For each $n\in\mathbb{N}$ let
$$f_n(x)=ax^n+b\cos\left(\frac{x}{n}\right), \text{ } x\in[0,1].$$
Find all values of $a$ and $b$ for which $(f_n)$ is a Cauchy sequence in $C[0,1]$, the space of continuous functions on $[0,1]$ equipped with the metric
$$d(f,g)=\sup_{x\in[0,1]}|f(x)-g(x)|.$$
EDITTED:
My working:
For any given $\epsilon>0$ we need to find an integer $N$ such that for all $m,n\geq N\implies d(f_m,g_n)<\epsilon$.
So we have
$d(f_m,g_n)=\sup_{x\in[0,1]}|f_m(x)-g_n(x)|$
$=\sup_{x\in[0,1]}|a(x^n-x^m)+b(\cos\left(\frac{x}{m}\right)-\cos\left(\frac{x}{n}\right))|$
I get stuck if I used the definition of Cauchy.
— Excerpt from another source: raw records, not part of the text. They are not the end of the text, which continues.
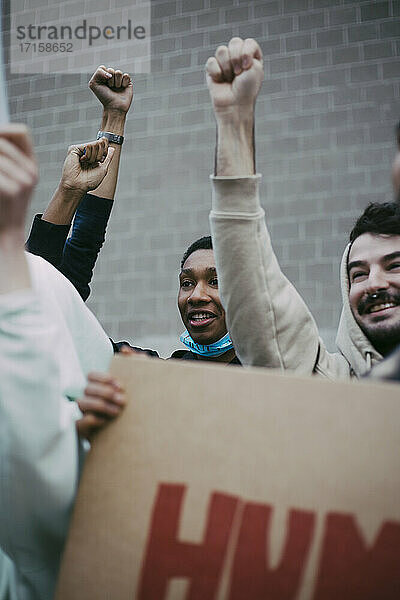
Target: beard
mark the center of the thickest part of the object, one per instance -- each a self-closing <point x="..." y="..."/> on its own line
<point x="383" y="336"/>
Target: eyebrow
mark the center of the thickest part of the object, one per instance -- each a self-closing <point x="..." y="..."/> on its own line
<point x="191" y="271"/>
<point x="363" y="263"/>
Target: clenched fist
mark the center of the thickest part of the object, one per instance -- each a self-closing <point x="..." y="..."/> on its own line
<point x="234" y="76"/>
<point x="86" y="166"/>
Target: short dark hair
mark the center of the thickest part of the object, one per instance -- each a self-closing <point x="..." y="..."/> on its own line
<point x="378" y="217"/>
<point x="204" y="243"/>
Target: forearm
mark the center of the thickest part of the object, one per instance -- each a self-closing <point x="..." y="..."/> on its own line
<point x="113" y="122"/>
<point x="235" y="154"/>
<point x="268" y="321"/>
<point x="82" y="248"/>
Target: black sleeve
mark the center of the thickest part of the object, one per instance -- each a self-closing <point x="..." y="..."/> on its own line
<point x="88" y="235"/>
<point x="47" y="240"/>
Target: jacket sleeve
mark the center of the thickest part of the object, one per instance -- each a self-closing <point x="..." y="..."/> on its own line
<point x="268" y="321"/>
<point x="39" y="449"/>
<point x="82" y="248"/>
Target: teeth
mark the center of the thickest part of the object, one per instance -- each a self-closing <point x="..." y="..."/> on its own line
<point x="381" y="306"/>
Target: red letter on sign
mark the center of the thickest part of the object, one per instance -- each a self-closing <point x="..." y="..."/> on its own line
<point x="251" y="577"/>
<point x="351" y="571"/>
<point x="166" y="557"/>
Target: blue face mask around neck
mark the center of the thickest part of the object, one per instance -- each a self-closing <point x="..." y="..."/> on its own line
<point x="215" y="349"/>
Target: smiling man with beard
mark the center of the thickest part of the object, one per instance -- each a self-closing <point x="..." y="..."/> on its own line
<point x="268" y="320"/>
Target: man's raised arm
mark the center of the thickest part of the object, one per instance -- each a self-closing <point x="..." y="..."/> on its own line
<point x="269" y="323"/>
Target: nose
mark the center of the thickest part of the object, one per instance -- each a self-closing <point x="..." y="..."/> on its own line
<point x="199" y="294"/>
<point x="377" y="280"/>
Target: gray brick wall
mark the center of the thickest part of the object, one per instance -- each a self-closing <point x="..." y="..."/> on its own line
<point x="325" y="142"/>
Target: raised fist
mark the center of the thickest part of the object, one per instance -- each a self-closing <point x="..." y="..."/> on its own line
<point x="113" y="88"/>
<point x="234" y="75"/>
<point x="86" y="166"/>
<point x="18" y="175"/>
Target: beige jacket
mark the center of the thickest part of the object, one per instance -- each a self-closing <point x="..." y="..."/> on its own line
<point x="269" y="323"/>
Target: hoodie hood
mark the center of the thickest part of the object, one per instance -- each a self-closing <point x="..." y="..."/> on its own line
<point x="351" y="341"/>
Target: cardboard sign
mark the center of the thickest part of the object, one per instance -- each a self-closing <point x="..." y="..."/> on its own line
<point x="239" y="484"/>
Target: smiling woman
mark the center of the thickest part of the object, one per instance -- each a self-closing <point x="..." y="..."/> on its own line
<point x="199" y="303"/>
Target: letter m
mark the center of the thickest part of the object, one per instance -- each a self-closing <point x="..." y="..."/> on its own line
<point x="166" y="557"/>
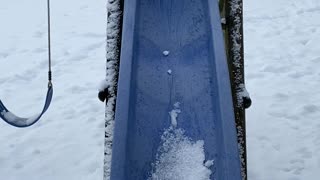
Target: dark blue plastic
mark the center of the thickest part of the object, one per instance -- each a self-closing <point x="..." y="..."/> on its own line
<point x="191" y="31"/>
<point x="25" y="122"/>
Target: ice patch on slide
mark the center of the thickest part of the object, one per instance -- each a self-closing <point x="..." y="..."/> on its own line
<point x="178" y="156"/>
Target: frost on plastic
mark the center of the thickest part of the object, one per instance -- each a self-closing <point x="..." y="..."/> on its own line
<point x="12" y="118"/>
<point x="179" y="157"/>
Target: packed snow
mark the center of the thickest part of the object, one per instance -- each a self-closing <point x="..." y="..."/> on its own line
<point x="68" y="141"/>
<point x="179" y="157"/>
<point x="282" y="57"/>
<point x="165" y="53"/>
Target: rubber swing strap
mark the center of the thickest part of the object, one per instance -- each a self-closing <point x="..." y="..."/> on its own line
<point x="20" y="122"/>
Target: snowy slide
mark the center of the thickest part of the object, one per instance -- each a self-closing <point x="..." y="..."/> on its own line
<point x="174" y="113"/>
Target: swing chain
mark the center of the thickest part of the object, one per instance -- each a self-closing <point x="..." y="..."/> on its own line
<point x="49" y="45"/>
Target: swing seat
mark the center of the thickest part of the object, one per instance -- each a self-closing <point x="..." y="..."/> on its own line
<point x="20" y="122"/>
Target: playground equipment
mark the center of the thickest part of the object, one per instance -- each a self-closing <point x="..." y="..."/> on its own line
<point x="20" y="122"/>
<point x="173" y="52"/>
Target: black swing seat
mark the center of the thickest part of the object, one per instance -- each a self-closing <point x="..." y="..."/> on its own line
<point x="16" y="121"/>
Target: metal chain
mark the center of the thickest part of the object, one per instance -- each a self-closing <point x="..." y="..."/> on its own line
<point x="49" y="45"/>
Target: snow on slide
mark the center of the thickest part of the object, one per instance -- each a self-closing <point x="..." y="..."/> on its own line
<point x="174" y="114"/>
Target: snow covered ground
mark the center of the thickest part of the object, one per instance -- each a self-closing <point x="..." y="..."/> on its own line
<point x="282" y="58"/>
<point x="282" y="54"/>
<point x="68" y="142"/>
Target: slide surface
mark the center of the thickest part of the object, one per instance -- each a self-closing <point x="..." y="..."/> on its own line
<point x="174" y="105"/>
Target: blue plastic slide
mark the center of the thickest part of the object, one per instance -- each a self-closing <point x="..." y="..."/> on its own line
<point x="174" y="98"/>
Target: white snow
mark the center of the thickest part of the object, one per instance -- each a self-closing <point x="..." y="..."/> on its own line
<point x="165" y="53"/>
<point x="68" y="141"/>
<point x="282" y="75"/>
<point x="112" y="66"/>
<point x="174" y="114"/>
<point x="180" y="158"/>
<point x="18" y="120"/>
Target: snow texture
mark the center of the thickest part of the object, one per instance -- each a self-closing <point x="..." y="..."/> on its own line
<point x="112" y="67"/>
<point x="180" y="158"/>
<point x="68" y="142"/>
<point x="165" y="53"/>
<point x="281" y="56"/>
<point x="282" y="73"/>
<point x="174" y="114"/>
<point x="18" y="120"/>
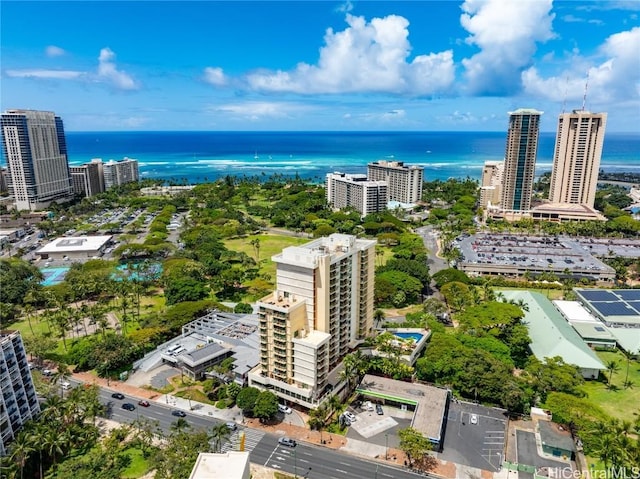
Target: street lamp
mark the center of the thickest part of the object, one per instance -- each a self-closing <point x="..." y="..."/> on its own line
<point x="386" y="447"/>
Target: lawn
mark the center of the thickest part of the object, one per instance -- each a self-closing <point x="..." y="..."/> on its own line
<point x="618" y="402"/>
<point x="139" y="465"/>
<point x="270" y="244"/>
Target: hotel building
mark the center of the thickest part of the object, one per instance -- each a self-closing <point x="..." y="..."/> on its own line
<point x="322" y="307"/>
<point x="88" y="179"/>
<point x="520" y="159"/>
<point x="357" y="192"/>
<point x="18" y="400"/>
<point x="118" y="173"/>
<point x="35" y="150"/>
<point x="576" y="158"/>
<point x="404" y="183"/>
<point x="491" y="183"/>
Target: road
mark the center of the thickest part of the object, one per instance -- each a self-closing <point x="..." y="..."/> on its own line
<point x="307" y="461"/>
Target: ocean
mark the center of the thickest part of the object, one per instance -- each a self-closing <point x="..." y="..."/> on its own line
<point x="200" y="156"/>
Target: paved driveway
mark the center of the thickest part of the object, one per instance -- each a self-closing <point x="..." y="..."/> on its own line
<point x="478" y="445"/>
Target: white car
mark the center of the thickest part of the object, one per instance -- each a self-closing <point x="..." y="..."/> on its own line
<point x="284" y="409"/>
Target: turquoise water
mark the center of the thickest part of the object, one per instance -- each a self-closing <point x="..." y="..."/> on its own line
<point x="415" y="336"/>
<point x="53" y="276"/>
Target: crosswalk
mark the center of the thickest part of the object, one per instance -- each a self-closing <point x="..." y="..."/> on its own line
<point x="251" y="439"/>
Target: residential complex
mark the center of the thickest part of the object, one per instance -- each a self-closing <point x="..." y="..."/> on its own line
<point x="88" y="179"/>
<point x="357" y="192"/>
<point x="576" y="157"/>
<point x="491" y="183"/>
<point x="322" y="307"/>
<point x="520" y="159"/>
<point x="18" y="401"/>
<point x="35" y="150"/>
<point x="118" y="173"/>
<point x="404" y="182"/>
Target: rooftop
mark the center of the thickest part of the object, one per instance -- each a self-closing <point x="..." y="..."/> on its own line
<point x="430" y="402"/>
<point x="75" y="243"/>
<point x="550" y="334"/>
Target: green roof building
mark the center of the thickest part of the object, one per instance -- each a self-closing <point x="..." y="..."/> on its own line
<point x="551" y="335"/>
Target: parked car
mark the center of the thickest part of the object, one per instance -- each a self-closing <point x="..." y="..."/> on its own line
<point x="287" y="441"/>
<point x="284" y="409"/>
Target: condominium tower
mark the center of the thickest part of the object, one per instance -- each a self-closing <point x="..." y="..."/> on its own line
<point x="18" y="400"/>
<point x="322" y="307"/>
<point x="357" y="192"/>
<point x="520" y="159"/>
<point x="576" y="157"/>
<point x="404" y="182"/>
<point x="35" y="150"/>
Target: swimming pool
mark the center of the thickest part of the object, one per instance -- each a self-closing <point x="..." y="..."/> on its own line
<point x="53" y="276"/>
<point x="415" y="336"/>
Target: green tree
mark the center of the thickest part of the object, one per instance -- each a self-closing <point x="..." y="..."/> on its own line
<point x="266" y="406"/>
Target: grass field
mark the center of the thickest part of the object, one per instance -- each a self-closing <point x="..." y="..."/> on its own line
<point x="618" y="402"/>
<point x="270" y="244"/>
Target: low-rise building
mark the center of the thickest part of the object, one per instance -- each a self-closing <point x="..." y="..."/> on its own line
<point x="75" y="247"/>
<point x="228" y="465"/>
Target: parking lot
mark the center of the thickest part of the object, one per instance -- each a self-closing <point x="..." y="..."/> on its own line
<point x="478" y="445"/>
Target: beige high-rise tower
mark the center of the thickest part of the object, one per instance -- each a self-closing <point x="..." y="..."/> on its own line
<point x="576" y="157"/>
<point x="520" y="159"/>
<point x="322" y="307"/>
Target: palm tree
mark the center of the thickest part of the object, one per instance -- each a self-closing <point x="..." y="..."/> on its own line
<point x="219" y="434"/>
<point x="612" y="366"/>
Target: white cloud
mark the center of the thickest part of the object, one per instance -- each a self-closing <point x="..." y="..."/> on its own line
<point x="45" y="74"/>
<point x="616" y="77"/>
<point x="53" y="51"/>
<point x="215" y="76"/>
<point x="109" y="73"/>
<point x="506" y="32"/>
<point x="365" y="57"/>
<point x="257" y="110"/>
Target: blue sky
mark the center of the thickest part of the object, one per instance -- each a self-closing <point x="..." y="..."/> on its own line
<point x="377" y="65"/>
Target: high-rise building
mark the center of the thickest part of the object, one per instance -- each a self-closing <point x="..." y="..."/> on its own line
<point x="520" y="159"/>
<point x="491" y="183"/>
<point x="404" y="182"/>
<point x="87" y="179"/>
<point x="576" y="157"/>
<point x="118" y="173"/>
<point x="322" y="307"/>
<point x="35" y="150"/>
<point x="357" y="192"/>
<point x="18" y="400"/>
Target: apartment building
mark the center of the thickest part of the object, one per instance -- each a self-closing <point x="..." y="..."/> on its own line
<point x="404" y="182"/>
<point x="356" y="191"/>
<point x="520" y="159"/>
<point x="118" y="173"/>
<point x="491" y="183"/>
<point x="18" y="401"/>
<point x="322" y="307"/>
<point x="88" y="179"/>
<point x="35" y="151"/>
<point x="576" y="158"/>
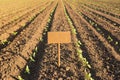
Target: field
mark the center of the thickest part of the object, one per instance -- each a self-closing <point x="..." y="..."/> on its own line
<point x="93" y="54"/>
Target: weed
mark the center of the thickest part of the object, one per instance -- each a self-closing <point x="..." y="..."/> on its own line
<point x="31" y="59"/>
<point x="20" y="78"/>
<point x="27" y="70"/>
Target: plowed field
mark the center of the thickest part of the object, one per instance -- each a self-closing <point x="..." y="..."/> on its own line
<point x="94" y="51"/>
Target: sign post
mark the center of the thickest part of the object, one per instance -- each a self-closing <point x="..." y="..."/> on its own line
<point x="59" y="37"/>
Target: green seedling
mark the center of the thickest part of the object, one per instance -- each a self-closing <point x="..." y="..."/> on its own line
<point x="74" y="31"/>
<point x="116" y="43"/>
<point x="34" y="54"/>
<point x="95" y="25"/>
<point x="79" y="42"/>
<point x="98" y="28"/>
<point x="110" y="39"/>
<point x="20" y="78"/>
<point x="41" y="39"/>
<point x="88" y="76"/>
<point x="4" y="42"/>
<point x="31" y="59"/>
<point x="36" y="49"/>
<point x="79" y="51"/>
<point x="15" y="33"/>
<point x="27" y="70"/>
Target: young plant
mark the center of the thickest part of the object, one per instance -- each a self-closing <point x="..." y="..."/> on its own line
<point x="31" y="59"/>
<point x="4" y="42"/>
<point x="20" y="78"/>
<point x="14" y="33"/>
<point x="88" y="76"/>
<point x="27" y="70"/>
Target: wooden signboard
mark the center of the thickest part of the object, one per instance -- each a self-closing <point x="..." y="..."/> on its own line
<point x="59" y="37"/>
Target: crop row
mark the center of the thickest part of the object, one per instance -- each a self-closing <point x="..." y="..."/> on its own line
<point x="33" y="58"/>
<point x="78" y="44"/>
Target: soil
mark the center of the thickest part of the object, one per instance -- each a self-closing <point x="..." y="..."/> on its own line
<point x="96" y="49"/>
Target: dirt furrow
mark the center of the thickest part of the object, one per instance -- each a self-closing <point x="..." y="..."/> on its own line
<point x="46" y="67"/>
<point x="10" y="37"/>
<point x="99" y="54"/>
<point x="113" y="19"/>
<point x="10" y="28"/>
<point x="108" y="31"/>
<point x="18" y="60"/>
<point x="103" y="10"/>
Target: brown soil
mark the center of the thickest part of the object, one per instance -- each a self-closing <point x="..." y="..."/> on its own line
<point x="106" y="15"/>
<point x="47" y="67"/>
<point x="100" y="54"/>
<point x="8" y="29"/>
<point x="18" y="52"/>
<point x="98" y="51"/>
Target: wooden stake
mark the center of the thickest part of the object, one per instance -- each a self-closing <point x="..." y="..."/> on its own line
<point x="58" y="54"/>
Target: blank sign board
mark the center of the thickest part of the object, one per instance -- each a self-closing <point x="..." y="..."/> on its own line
<point x="59" y="37"/>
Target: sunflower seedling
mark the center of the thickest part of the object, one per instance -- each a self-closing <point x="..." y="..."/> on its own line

As mentioned by Martín-Blas Pérez Pinilla, the space $C[0,1]$ is complete, hence Cauchy implies convergent and conversely?
My doubt is, since the metric is the supremum metric, is the convergence that we are talking about the uniform convergence?
But we don't know the limit apriori yet, then how can we show that it is convergent?
Can anybody please give some helps on how to proceed?
Thanks in advance! Really appreciate it!
Hint: your space is complete, so Cauchy $\implies$ convergent. Now, what happens with the pointwise limit?